When some semblance of orientation returned, she peered into the dark hole of the grotto and found the creature had gone, likely satisfied it had silenced the nuisance that had awakened it. She screamed long and loud and hard until her fear, her rage, her loneliness, and her adrenaline were all expelled. She was beaten and exhausted and moved as such. The medallion once tangled in her hair now bobbed against her chest. She had a queen to interrogate and a commander to avenge.

16

• YEMI •

Yemi stuck to the rocky edge of the sleeping city until she found an outcropping of rock near the surface that offered her a decent vantage point overlooking Helene’s palace. Guards were positioned at openings along the tall coral stalks that made up the vertical hallways. But none of them had the tools to carve new entrances. And none of them were this high up.

She exhaled slowly and tightened her grip on her spear, carefully descending to drift along what constituted the palace rooftops, peeking down into each stalk from the grated holes that functioned as windows to get her bearings. Her hackles raised. The endless dark parade of bottomless corridor after bottomless corridor grated on her. Time was limited, as were the shadows that could hide her. Her hope was that they thought she’d either left the city or met her end warring with the Hollow. She worked her way inward to where soft gold light emanated from slits on the roofs of grander rooms. Royals were always housed in the innermost this or that, never far from the throne.
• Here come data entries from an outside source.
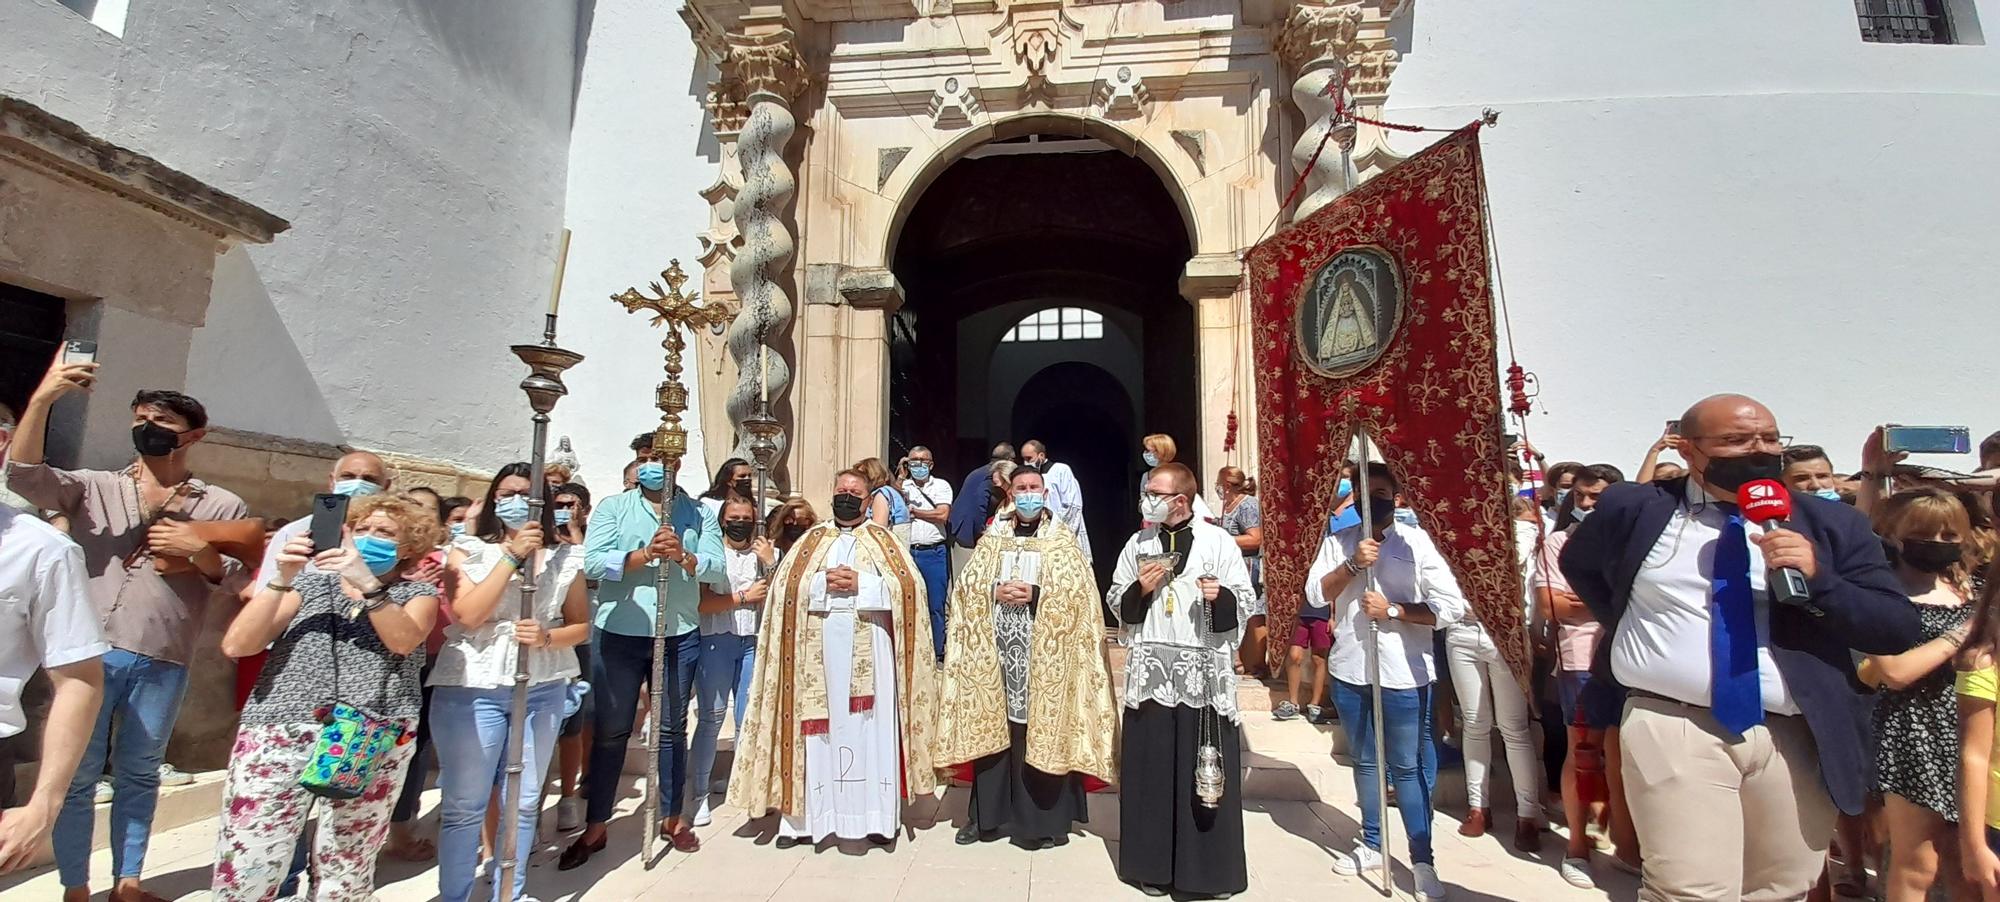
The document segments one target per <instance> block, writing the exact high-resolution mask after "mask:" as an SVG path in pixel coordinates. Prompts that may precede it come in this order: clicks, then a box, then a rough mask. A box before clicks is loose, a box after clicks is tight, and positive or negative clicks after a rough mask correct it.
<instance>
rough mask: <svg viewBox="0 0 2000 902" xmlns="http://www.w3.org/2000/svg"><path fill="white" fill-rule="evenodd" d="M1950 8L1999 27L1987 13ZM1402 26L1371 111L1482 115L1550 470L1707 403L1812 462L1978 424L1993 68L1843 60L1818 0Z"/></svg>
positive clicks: (1439, 13) (1429, 0)
mask: <svg viewBox="0 0 2000 902" xmlns="http://www.w3.org/2000/svg"><path fill="white" fill-rule="evenodd" d="M1978 12H1980V18H1982V22H1984V24H1986V26H1988V28H1990V26H1992V24H1996V22H2000V2H1996V0H1978ZM1412 16H1414V20H1412V22H1410V36H1412V46H1410V48H1408V56H1406V58H1404V62H1402V68H1398V70H1396V78H1394V86H1392V90H1390V104H1388V114H1390V118H1392V120H1398V122H1418V124H1436V126H1452V124H1460V122H1468V120H1470V118H1472V116H1474V114H1476V112H1478V110H1480V108H1482V106H1492V108H1494V110H1500V112H1502V118H1500V124H1498V128H1492V130H1488V132H1486V134H1484V136H1482V142H1484V150H1486V174H1488V184H1490V196H1492V208H1494V226H1496V234H1498V242H1500V256H1502V262H1504V280H1506V294H1508V300H1510V306H1512V314H1514V316H1512V320H1514V338H1516V346H1518V352H1520V362H1522V364H1524V366H1526V368H1530V370H1534V372H1538V374H1540V378H1542V396H1540V410H1546V416H1542V414H1536V416H1534V420H1532V426H1530V434H1532V436H1534V438H1536V442H1538V444H1540V446H1542V448H1544V450H1546V452H1548V454H1550V456H1556V458H1582V460H1606V462H1614V464H1620V466H1624V468H1626V470H1628V472H1630V470H1632V468H1634V466H1636V464H1638V460H1640V458H1642V456H1644V452H1646V446H1648V444H1650V442H1652V440H1654V438H1658V434H1660V422H1662V420H1666V418H1670V416H1678V414H1680V412H1682V410H1684V408H1686V406H1688V404H1690V402H1692V400H1696V398H1700V396H1706V394H1710V392H1720V390H1744V392H1750V394H1754V396H1758V398H1762V400H1764V402H1768V404H1770V406H1772V410H1776V414H1778V420H1780V426H1782V430H1784V432H1788V434H1792V436H1794V438H1796V440H1800V442H1816V444H1826V446H1828V448H1830V452H1832V456H1834V464H1836V468H1856V466H1858V448H1860V444H1862V438H1864V436H1866V432H1868V428H1870V426H1872V424H1878V422H1884V420H1896V422H1906V424H1966V426H1972V430H1974V442H1976V440H1978V436H1984V434H1986V432H1992V430H1994V428H2000V398H1996V396H1994V392H1992V390H1990V388H1988V386H1986V378H1984V374H1986V370H1988V362H1990V360H1992V334H1994V328H1992V326H1994V322H1996V314H1994V310H1996V304H1994V288H1992V286H1994V284H1996V282H2000V258H1996V256H1994V254H1992V242H1994V234H1996V232H1994V224H1996V222H2000V220H1996V210H2000V168H1996V166H1994V152H1992V148H1994V146H1996V144H2000V52H1996V48H1990V46H1896V44H1864V42H1862V40H1860V32H1858V26H1856V20H1854V8H1852V4H1830V2H1818V0H1770V2H1764V4H1754V8H1750V6H1744V8H1740V10H1738V8H1730V10H1728V12H1724V10H1722V8H1720V6H1706V8H1702V10H1690V8H1684V4H1604V2H1596V0H1532V2H1530V0H1422V2H1420V4H1416V6H1414V8H1412ZM1398 138H1404V136H1398ZM1422 144H1424V142H1422V140H1398V148H1404V150H1412V152H1414V150H1416V148H1418V146H1422ZM1500 354H1502V360H1500V364H1502V366H1506V348H1502V352H1500ZM1930 460H1932V462H1936V464H1942V466H1970V464H1972V458H1970V456H1966V458H1930Z"/></svg>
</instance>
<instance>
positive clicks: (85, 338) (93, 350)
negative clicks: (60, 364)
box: [62, 338, 98, 364]
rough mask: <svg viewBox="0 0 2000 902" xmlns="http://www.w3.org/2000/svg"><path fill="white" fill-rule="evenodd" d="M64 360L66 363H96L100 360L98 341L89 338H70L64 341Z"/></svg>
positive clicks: (62, 348) (73, 363) (63, 345)
mask: <svg viewBox="0 0 2000 902" xmlns="http://www.w3.org/2000/svg"><path fill="white" fill-rule="evenodd" d="M62 362H64V364H94V362H98V342H92V340H88V338H70V340H68V342H62Z"/></svg>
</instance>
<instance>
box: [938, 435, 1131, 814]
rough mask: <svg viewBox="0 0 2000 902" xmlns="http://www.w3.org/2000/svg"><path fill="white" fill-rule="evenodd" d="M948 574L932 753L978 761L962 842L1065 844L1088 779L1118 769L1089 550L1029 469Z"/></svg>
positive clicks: (1082, 811)
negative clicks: (983, 532)
mask: <svg viewBox="0 0 2000 902" xmlns="http://www.w3.org/2000/svg"><path fill="white" fill-rule="evenodd" d="M1010 490H1012V504H1010V506H1008V508H1004V510H1002V512H1000V514H998V516H996V518H994V522H992V526H988V530H986V534H984V536H980V544H978V548H974V552H972V560H970V562H968V564H966V568H964V570H962V572H960V574H958V578H956V580H952V602H950V612H948V620H946V622H948V624H950V632H948V634H946V640H944V674H942V676H940V680H938V732H936V738H934V740H932V760H934V762H936V764H938V766H940V768H960V766H966V768H968V770H970V780H972V802H970V806H968V812H966V826H964V828H960V830H958V842H960V844H972V842H980V840H994V838H998V836H1000V834H1006V836H1008V838H1010V840H1014V844H1016V846H1024V848H1046V846H1054V844H1058V842H1066V840H1068V836H1070V824H1072V822H1088V820H1090V812H1088V808H1086V796H1084V792H1086V790H1088V786H1086V780H1092V782H1100V784H1110V782H1114V780H1116V778H1118V760H1116V756H1118V750H1116V746H1118V736H1116V734H1118V708H1116V702H1114V700H1112V680H1110V670H1108V666H1106V662H1104V618H1102V614H1100V610H1102V608H1100V606H1098V596H1096V578H1094V576H1092V574H1090V566H1088V564H1086V562H1084V552H1082V548H1080V546H1078V544H1076V534H1074V532H1070V528H1068V526H1064V524H1062V522H1060V520H1056V516H1054V512H1052V510H1048V488H1046V486H1044V484H1042V474H1040V472H1036V470H1032V468H1022V470H1016V472H1014V478H1012V486H1010Z"/></svg>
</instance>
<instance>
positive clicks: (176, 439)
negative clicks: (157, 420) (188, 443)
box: [132, 420, 180, 458]
mask: <svg viewBox="0 0 2000 902" xmlns="http://www.w3.org/2000/svg"><path fill="white" fill-rule="evenodd" d="M132 448H136V450H138V454H140V456H144V458H164V456H168V454H174V450H178V448H180V432H174V430H170V428H166V426H160V424H156V422H152V420H146V422H142V424H138V426H132Z"/></svg>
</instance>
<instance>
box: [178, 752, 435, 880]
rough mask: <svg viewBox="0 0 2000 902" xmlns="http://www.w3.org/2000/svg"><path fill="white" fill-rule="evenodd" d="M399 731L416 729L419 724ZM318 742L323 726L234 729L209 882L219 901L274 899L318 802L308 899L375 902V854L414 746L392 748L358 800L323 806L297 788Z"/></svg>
mask: <svg viewBox="0 0 2000 902" xmlns="http://www.w3.org/2000/svg"><path fill="white" fill-rule="evenodd" d="M404 726H406V728H410V730H414V728H416V722H408V724H404ZM318 736H320V724H244V726H240V728H238V730H236V750H234V752H232V754H230V782H228V792H226V794H224V798H222V840H220V842H218V846H216V870H214V884H212V890H214V898H216V900H218V902H270V900H274V898H278V884H280V882H284V874H286V870H288V864H290V862H292V846H296V844H298V836H300V832H302V830H304V828H306V818H308V816H310V814H312V804H314V802H318V804H320V830H318V834H316V838H314V848H312V874H314V878H312V890H314V892H312V898H316V900H320V902H364V900H370V898H374V868H376V852H380V850H382V842H384V840H386V838H388V820H390V812H392V810H394V806H396V792H398V790H400V788H402V776H404V770H408V766H410V756H412V752H414V750H416V744H414V742H404V744H398V746H392V750H390V754H386V756H384V758H382V762H380V764H378V766H376V774H374V782H370V784H368V792H362V796H360V798H346V800H324V798H318V796H314V794H310V792H306V788H304V786H300V784H298V776H300V774H302V772H304V770H306V760H308V758H312V746H314V742H316V740H318Z"/></svg>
At last she found it, following tiny gold fish like fireflies dartingin and out of the grating above a thicker hollow. Peering through the swarms, she found a room with a mesh hammock strung from three anchor points at its center, and towering, faceless merpeople carved in relief into pale blue walls. The room was lit by these shimmering fish feasting on clusters of thick green algae that lined the ceiling. Their light bounced off round mirrors that descended the walls, giving the room the illusion of warm, electric light.

Helene hunched over a vanity adorned with strings of pearls, her exposed back bowed so deeply the vertebrae were visible beneath the dark tattoos that trailed from her head. She picked lazily at glass bottles of potions and products, gazing hollowly at her reflection. Her massive antlered crown rested atop a golden orb anchored by rusting chains to a shrine-like section of the wall.

Yemi activated the spear and cut out a rectangular section of the coral grate large enough to fit herself through. She placed herself on the other side of it before putting it back to hide her entry from anyone who might wander overhead. She dove quickly, her form obscuring light from the mirrors for the span of a blink, long enough for Helene’s curiosity to force an upward glance as Yemi landed behind her.

“A word, if you would,” Yemi said quietly. The queen spun in horror and confusion. She made as if to scream, but Yemi thrust her spear forward to within an inch of Helene’s throat, and the sound gurgled there but made it no further.